The meeting will take place at 10:00 a.m. in the Kennedy Room, formerly the City Council chamber when the city had a bicameral legislature (Room 208).

Word is buzzing about lawsuits against the project and a recall effort against Alderwoman April Ford-Griffin (D-5th), but the legislation that will give McEagle development power marches along. Does the haste to pass the bill and the fervor to kill it create a situation where smart changes will have little political support? No doubt that McEagle has the votes it needs to pass these ordinances as they have been introduced.

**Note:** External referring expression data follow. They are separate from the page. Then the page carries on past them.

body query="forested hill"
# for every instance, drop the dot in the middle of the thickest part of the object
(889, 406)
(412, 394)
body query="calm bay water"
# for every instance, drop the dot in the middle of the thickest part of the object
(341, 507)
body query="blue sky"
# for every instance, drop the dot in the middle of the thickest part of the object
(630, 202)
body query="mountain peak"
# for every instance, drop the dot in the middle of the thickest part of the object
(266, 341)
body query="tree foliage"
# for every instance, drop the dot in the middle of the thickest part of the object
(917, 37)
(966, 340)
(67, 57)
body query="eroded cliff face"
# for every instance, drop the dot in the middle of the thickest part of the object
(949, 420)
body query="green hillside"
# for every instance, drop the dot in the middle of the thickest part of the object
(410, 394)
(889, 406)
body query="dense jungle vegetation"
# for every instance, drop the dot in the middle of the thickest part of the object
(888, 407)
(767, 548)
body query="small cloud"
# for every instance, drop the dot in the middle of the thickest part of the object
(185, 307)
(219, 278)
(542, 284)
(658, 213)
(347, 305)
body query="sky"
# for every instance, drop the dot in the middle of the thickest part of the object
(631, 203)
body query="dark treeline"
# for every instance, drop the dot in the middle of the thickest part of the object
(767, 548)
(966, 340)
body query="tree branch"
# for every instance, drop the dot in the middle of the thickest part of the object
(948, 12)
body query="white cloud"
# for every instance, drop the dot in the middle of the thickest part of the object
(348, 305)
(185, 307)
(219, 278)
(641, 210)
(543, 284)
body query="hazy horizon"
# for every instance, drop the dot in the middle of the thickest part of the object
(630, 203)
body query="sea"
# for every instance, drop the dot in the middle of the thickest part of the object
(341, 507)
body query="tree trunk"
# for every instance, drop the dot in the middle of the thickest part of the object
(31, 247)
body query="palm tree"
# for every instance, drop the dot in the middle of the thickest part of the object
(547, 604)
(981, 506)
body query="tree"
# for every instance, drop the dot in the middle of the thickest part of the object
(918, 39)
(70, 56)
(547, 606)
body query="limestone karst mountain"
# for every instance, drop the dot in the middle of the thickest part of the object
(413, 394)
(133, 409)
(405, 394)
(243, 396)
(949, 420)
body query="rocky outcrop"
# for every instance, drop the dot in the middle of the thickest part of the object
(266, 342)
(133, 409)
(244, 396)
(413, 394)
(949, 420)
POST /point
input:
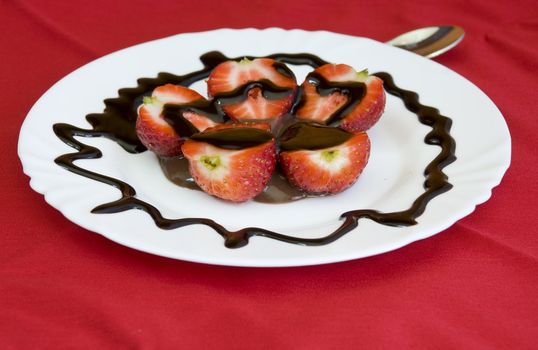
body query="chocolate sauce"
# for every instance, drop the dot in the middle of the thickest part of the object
(353, 90)
(117, 122)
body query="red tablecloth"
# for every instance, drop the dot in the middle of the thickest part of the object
(474, 285)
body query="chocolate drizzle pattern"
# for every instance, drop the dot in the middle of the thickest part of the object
(117, 122)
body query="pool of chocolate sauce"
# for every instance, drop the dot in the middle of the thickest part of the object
(117, 122)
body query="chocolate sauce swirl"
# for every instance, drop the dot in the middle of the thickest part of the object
(117, 122)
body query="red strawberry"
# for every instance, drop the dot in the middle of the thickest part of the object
(154, 132)
(230, 76)
(261, 126)
(321, 108)
(329, 170)
(235, 175)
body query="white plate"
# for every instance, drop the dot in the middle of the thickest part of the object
(390, 182)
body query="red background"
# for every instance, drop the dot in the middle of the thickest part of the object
(474, 285)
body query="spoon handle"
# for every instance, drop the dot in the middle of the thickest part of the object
(430, 41)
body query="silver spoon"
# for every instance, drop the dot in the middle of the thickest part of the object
(429, 41)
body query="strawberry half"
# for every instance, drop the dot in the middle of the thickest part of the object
(355, 100)
(327, 170)
(156, 133)
(269, 97)
(235, 175)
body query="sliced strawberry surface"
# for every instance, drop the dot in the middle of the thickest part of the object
(233, 175)
(254, 125)
(231, 76)
(329, 170)
(257, 107)
(323, 109)
(153, 130)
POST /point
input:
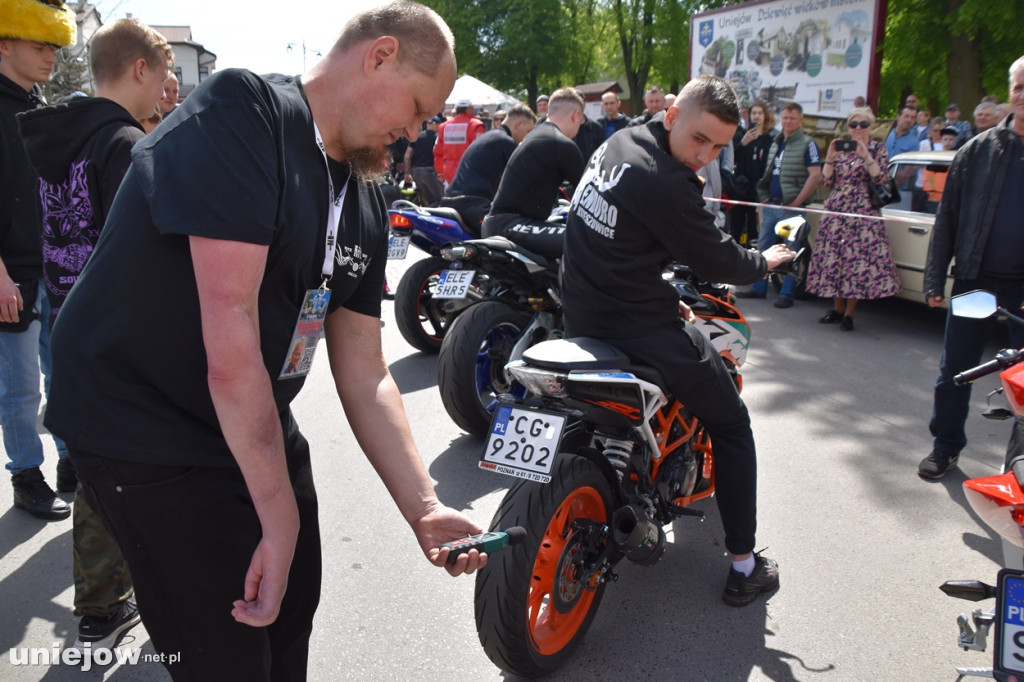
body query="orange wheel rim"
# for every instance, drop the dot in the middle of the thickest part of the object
(550, 630)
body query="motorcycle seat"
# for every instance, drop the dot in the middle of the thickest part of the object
(587, 353)
(450, 213)
(505, 244)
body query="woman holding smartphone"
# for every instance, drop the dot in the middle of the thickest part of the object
(852, 259)
(751, 147)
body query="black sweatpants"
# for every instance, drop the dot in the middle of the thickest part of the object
(188, 535)
(697, 378)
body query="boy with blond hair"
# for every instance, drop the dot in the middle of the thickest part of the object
(82, 150)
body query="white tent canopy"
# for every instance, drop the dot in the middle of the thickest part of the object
(478, 92)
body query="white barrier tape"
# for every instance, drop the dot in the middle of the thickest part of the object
(889, 218)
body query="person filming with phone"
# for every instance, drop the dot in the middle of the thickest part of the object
(852, 259)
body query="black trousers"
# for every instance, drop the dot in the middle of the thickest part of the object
(697, 378)
(188, 535)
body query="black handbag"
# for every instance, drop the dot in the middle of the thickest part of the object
(29, 312)
(885, 194)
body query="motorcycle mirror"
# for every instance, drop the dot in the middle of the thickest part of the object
(974, 304)
(792, 229)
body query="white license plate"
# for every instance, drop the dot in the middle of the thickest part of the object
(523, 442)
(454, 284)
(397, 247)
(1010, 623)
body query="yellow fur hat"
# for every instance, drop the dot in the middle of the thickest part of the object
(43, 20)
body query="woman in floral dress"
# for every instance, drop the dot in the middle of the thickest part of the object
(852, 259)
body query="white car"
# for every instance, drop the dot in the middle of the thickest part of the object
(909, 222)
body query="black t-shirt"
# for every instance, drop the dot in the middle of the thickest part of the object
(636, 209)
(423, 150)
(481, 166)
(239, 161)
(538, 167)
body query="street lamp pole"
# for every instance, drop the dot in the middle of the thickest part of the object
(291, 45)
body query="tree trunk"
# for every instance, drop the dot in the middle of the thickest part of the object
(963, 67)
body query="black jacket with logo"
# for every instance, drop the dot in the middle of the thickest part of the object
(81, 151)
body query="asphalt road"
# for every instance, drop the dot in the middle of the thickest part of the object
(862, 542)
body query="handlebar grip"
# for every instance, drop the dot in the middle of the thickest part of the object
(1004, 359)
(977, 373)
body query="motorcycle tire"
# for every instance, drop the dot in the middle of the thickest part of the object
(520, 627)
(420, 318)
(471, 361)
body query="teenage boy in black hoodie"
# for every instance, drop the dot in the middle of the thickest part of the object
(638, 206)
(31, 32)
(82, 151)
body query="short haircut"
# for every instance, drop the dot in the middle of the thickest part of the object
(712, 94)
(1018, 65)
(119, 44)
(793, 107)
(519, 111)
(984, 104)
(563, 99)
(423, 37)
(862, 112)
(769, 115)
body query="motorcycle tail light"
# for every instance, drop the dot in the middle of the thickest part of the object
(537, 381)
(999, 503)
(459, 252)
(398, 220)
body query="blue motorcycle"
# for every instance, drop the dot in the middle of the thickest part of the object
(430, 296)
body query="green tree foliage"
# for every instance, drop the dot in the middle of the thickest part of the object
(948, 50)
(70, 75)
(943, 50)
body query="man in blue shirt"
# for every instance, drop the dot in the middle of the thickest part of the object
(613, 120)
(902, 138)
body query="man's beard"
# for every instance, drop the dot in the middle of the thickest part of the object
(369, 164)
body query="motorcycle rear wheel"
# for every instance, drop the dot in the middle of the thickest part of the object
(471, 363)
(521, 629)
(420, 318)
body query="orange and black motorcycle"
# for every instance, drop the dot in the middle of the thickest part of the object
(605, 458)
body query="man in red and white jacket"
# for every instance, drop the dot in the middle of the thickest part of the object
(454, 136)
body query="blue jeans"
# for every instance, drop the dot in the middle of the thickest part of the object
(22, 355)
(767, 239)
(963, 345)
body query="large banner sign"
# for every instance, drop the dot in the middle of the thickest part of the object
(819, 53)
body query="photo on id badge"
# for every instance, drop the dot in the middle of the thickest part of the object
(307, 332)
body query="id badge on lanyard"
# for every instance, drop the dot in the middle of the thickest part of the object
(309, 326)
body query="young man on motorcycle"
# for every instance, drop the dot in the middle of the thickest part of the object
(481, 167)
(529, 184)
(639, 206)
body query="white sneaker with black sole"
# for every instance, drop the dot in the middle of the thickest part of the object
(94, 633)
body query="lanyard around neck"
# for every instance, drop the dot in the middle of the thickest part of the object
(334, 211)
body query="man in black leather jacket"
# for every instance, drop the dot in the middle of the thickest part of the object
(978, 224)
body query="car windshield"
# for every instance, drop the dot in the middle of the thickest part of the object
(921, 186)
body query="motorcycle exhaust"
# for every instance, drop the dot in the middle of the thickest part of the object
(636, 536)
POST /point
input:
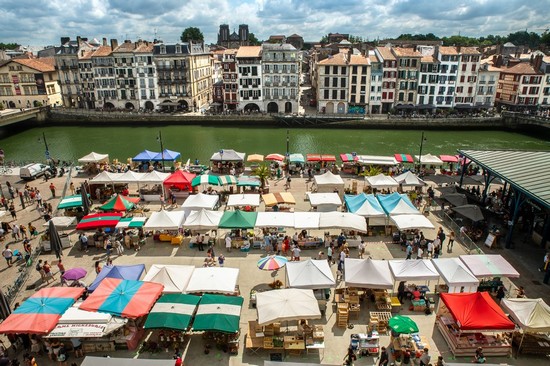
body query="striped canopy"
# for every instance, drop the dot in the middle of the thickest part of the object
(218, 313)
(94, 221)
(125, 298)
(40, 313)
(172, 311)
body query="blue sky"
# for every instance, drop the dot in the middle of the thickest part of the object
(43, 22)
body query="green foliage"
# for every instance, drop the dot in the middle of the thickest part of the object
(192, 34)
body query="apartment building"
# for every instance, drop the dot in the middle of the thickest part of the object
(389, 77)
(249, 76)
(281, 78)
(29, 82)
(467, 76)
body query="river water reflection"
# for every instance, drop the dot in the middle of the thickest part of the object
(70, 143)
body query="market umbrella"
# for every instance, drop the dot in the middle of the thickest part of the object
(403, 324)
(55, 240)
(75, 274)
(85, 200)
(205, 179)
(272, 262)
(275, 157)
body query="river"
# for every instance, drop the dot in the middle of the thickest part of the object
(70, 143)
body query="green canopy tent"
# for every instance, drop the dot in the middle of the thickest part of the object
(218, 313)
(238, 220)
(172, 311)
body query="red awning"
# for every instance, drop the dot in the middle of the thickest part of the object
(476, 311)
(448, 158)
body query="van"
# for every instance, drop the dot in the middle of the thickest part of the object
(32, 171)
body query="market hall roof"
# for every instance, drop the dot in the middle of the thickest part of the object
(517, 168)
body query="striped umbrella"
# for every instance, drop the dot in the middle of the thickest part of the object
(272, 263)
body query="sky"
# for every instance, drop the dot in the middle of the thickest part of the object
(43, 22)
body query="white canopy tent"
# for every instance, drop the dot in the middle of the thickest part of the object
(489, 265)
(174, 277)
(342, 220)
(309, 274)
(367, 273)
(94, 157)
(286, 304)
(404, 222)
(456, 275)
(324, 202)
(413, 270)
(203, 220)
(429, 159)
(165, 220)
(221, 280)
(328, 182)
(275, 219)
(381, 181)
(241, 199)
(306, 220)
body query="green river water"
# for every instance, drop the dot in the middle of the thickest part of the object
(70, 143)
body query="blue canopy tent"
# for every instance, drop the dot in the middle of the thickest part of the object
(145, 155)
(131, 272)
(166, 155)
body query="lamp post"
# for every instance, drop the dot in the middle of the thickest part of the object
(422, 139)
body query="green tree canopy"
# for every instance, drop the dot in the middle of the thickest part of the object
(192, 34)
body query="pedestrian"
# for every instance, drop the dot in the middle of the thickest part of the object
(61, 267)
(8, 255)
(452, 236)
(52, 189)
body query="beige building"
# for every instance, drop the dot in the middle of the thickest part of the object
(29, 82)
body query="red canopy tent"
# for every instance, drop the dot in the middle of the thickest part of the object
(40, 313)
(180, 179)
(476, 311)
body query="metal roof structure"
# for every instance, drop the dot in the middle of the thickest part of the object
(526, 171)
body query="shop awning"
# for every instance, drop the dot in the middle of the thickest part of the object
(129, 299)
(172, 311)
(218, 313)
(40, 313)
(476, 311)
(124, 272)
(173, 277)
(95, 221)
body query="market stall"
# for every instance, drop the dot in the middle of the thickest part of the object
(457, 277)
(40, 313)
(533, 317)
(471, 320)
(329, 182)
(124, 272)
(174, 278)
(324, 202)
(221, 280)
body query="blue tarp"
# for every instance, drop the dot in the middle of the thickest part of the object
(131, 272)
(169, 155)
(145, 155)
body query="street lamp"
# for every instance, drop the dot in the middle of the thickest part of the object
(422, 139)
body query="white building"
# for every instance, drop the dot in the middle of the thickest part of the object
(281, 78)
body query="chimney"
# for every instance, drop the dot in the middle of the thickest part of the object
(114, 44)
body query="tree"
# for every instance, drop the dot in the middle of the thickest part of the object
(252, 40)
(192, 34)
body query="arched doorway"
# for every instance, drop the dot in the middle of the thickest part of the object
(288, 107)
(183, 105)
(272, 107)
(251, 107)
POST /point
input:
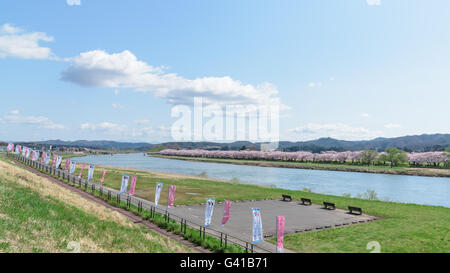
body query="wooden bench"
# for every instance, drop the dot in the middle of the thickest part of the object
(306, 201)
(286, 197)
(329, 205)
(352, 209)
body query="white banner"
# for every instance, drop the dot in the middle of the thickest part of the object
(209, 210)
(91, 172)
(257, 235)
(123, 187)
(73, 165)
(158, 192)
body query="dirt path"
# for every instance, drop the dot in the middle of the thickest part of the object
(134, 218)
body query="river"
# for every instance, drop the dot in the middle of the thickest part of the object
(399, 188)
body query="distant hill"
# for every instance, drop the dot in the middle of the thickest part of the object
(416, 143)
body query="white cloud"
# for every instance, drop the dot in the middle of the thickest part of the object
(14, 42)
(373, 2)
(117, 106)
(42, 122)
(122, 131)
(333, 130)
(364, 115)
(73, 2)
(392, 126)
(123, 70)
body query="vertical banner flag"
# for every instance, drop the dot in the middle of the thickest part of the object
(123, 187)
(47, 158)
(73, 165)
(55, 156)
(280, 233)
(133, 185)
(103, 177)
(209, 211)
(82, 168)
(58, 161)
(171, 195)
(158, 192)
(67, 164)
(257, 226)
(226, 212)
(91, 172)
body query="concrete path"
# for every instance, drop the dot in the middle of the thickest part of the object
(299, 218)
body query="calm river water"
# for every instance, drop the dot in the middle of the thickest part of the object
(400, 188)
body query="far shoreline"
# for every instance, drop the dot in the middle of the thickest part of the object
(428, 172)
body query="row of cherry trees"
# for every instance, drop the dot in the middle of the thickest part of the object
(360, 157)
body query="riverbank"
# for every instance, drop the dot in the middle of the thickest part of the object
(401, 228)
(36, 215)
(319, 166)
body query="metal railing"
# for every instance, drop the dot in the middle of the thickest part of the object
(141, 205)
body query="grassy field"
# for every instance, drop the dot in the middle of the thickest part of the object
(348, 167)
(402, 227)
(38, 216)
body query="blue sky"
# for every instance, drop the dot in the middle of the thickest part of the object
(350, 69)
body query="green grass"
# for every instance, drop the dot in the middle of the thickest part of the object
(348, 166)
(30, 222)
(193, 235)
(402, 227)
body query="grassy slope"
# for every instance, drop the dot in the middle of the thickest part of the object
(424, 171)
(38, 216)
(403, 228)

The only part of the deal that would probably fail at the Board is public guarantee of the TIF, and that proposal has not been introduced as a bill. Many aldermen have stated total opposition to public guarantee but support for the project itself with the TIF currently proposed.

Thus, there is only a small amount of time in which real changes to these bills can be crafted and proposed. Let's get those changes on the table quickly. What should they be? Post them here and bring them tomorrow morning.

2 comments:

Anonymous said...

the most obvious is to include language requiring McEagle to document the "legacy properties" as a condition to receive the first penny of TIF money. This hand must be forced as it'a apparent that it will stall otherwise. It's really a rather simple process.

barbara_on_19th said...

Gloria B from ONSL did a great job of highlighting concerns with the treatment of historic districts such as Mullanphy and St Cyril-Methodius. She even brought maps! The aldermen showed interest in revisiting those concerns in the redevelopment agreements for the 4 individual areas. The agreements will come up for review sometime next year.